Diz que os seus romances têm um ponto cego. Em que sentido?
Descobri que todos os meus romances, todos os romances de que gosto, e talvez todos os bons romances, têm no centro um ponto cego através do qual não se vê nada. Essa obscuridade é a maneira de os romances iluminarem. Dom Quixote está louco ou está lúcido? Não sabemos. É um ponto cego. Mas é o coração do livro. Moby Dick. Que raio é Moby Dick? É o bem? É o mal? Porque está Ahab tão obcecado por Moby Dick? Não sabemos. O Processo… De que acusam o protagonista? Qual o crime que cometeu? Tudo o que tem a dizer Kafka nesse livro di-lo através desse ponto cego. No coração de todos os romances há uma pergunta e todo o romance é a busca de resposta a essa pergunta. Mas não há respostas claras, taxativas. São ambíguas, complexas, contraditórias. Assim funcionam os romances. Dom Quixote está louco e também está lúcido. Moby Dick é o bem mas também é o mal. Joseph K. é inocente mas também é culpado, porque todos somos culpados. Assim são os meus romances.
E neste livro?
A pergunta é mais clara que nunca: quem denunciou o bando de Zarco? A segunda parte é quase um romance policial que quer responder a esta questão mas, no final, não o sabemos. Se decidirmos que foi Tere, o sentido do romance é um. E se decidimos que não foi Tere, o sentido é outro. Só o leitor pode decidir. O autor dá a pergunta, o leitor pode responder. O ponto cego do romance é essa ambiguidade, o espaço que oferece o autor ao leitor, para que este transforme o livro no seu livro. Os leitores criam os livros. Barthes dizia que os grandes livros são os que não impõem uma única interpretação ao leitor, mas que lhe permitem várias. Sem ambiguidade não há literatura, há entretenimento.
Como autor, sabe a resposta?
Tenho a minha interpretação. Não tenho o segredo. Não sei a verdade. Sou mais um leitor. Não escondo a verdade, não a sei.
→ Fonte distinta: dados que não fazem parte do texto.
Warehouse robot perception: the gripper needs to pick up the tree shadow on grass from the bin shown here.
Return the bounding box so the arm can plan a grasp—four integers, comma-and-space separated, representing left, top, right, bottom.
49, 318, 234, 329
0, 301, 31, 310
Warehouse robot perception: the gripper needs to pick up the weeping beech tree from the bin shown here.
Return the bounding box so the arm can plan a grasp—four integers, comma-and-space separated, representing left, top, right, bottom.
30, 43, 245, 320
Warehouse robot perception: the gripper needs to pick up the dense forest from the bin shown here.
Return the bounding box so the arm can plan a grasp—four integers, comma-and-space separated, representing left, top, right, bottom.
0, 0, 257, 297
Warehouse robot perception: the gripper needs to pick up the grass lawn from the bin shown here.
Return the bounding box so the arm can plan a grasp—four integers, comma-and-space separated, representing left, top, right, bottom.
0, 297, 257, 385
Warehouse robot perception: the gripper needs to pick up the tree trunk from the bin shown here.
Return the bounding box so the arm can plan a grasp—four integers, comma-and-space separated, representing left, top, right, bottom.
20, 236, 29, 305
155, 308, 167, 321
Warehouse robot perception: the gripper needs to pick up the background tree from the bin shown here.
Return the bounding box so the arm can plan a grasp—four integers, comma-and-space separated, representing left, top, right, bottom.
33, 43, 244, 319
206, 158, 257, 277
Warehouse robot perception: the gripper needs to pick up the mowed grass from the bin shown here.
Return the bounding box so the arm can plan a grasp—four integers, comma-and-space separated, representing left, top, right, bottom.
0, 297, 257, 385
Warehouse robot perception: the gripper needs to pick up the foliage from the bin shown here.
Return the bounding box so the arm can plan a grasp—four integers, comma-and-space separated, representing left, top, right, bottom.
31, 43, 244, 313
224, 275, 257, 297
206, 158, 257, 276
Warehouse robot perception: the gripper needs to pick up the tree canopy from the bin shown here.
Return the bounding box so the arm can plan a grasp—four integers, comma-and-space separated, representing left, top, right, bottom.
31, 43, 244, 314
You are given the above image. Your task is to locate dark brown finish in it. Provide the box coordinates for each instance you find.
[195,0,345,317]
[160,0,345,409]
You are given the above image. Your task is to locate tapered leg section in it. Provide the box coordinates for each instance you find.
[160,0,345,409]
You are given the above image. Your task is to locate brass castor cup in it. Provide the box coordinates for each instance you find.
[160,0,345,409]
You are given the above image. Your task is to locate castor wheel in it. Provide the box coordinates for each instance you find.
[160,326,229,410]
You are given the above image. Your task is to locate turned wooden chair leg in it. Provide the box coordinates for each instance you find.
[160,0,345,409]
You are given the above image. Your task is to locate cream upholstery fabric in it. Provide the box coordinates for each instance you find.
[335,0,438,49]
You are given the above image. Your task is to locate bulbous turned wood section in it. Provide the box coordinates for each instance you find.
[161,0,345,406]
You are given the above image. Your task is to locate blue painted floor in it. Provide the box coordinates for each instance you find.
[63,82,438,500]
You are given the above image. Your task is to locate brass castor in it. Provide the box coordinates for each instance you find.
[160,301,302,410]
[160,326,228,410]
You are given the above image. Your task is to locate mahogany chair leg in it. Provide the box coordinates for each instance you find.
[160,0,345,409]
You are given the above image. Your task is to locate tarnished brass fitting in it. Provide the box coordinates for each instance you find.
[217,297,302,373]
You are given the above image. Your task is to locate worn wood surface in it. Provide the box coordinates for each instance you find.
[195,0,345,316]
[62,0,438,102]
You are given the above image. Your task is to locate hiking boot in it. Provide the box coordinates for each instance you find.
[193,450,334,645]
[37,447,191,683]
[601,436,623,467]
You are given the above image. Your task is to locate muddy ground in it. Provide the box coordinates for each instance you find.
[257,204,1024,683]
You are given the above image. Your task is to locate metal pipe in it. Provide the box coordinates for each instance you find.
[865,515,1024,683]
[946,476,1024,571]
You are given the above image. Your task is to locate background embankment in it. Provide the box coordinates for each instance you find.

Sei o que sabe o leitor, o que lá pus, a partitura. Mas também eu sou um intérprete dessa partitura. Nós, os autores, não temos o monopólio de interpretação da obra.
O romance estrutura-se em entrevistas. Porquê?
Chego à forma dos livros por eliminação. Até que soe verdadeiro, não escolho uma forma. Supondo que a verdade e a beleza se podem separar, a literatura busca a verdade. As múltiplas entrevistas fazem com que não exista apenas uma verdade. Há quatro. Não é uma verdade estável, é mutável. Alguém te conta uma história de um certo ponto de vista e depois outra pessoa conta a história de outro. E é verdadeira. Tudo é um ponto de vista. Nunca tens a verdade total. Duas coisas podem ser verdade ao mesmo tempo. Existem verdades contraditórias. É fantástico. Tu és de uma maneira e também és de outra. És boa e má, maravilhosa e horrível, simpática e antipática. Essa é a ironia. Dom Quixote é ridículo e heróico.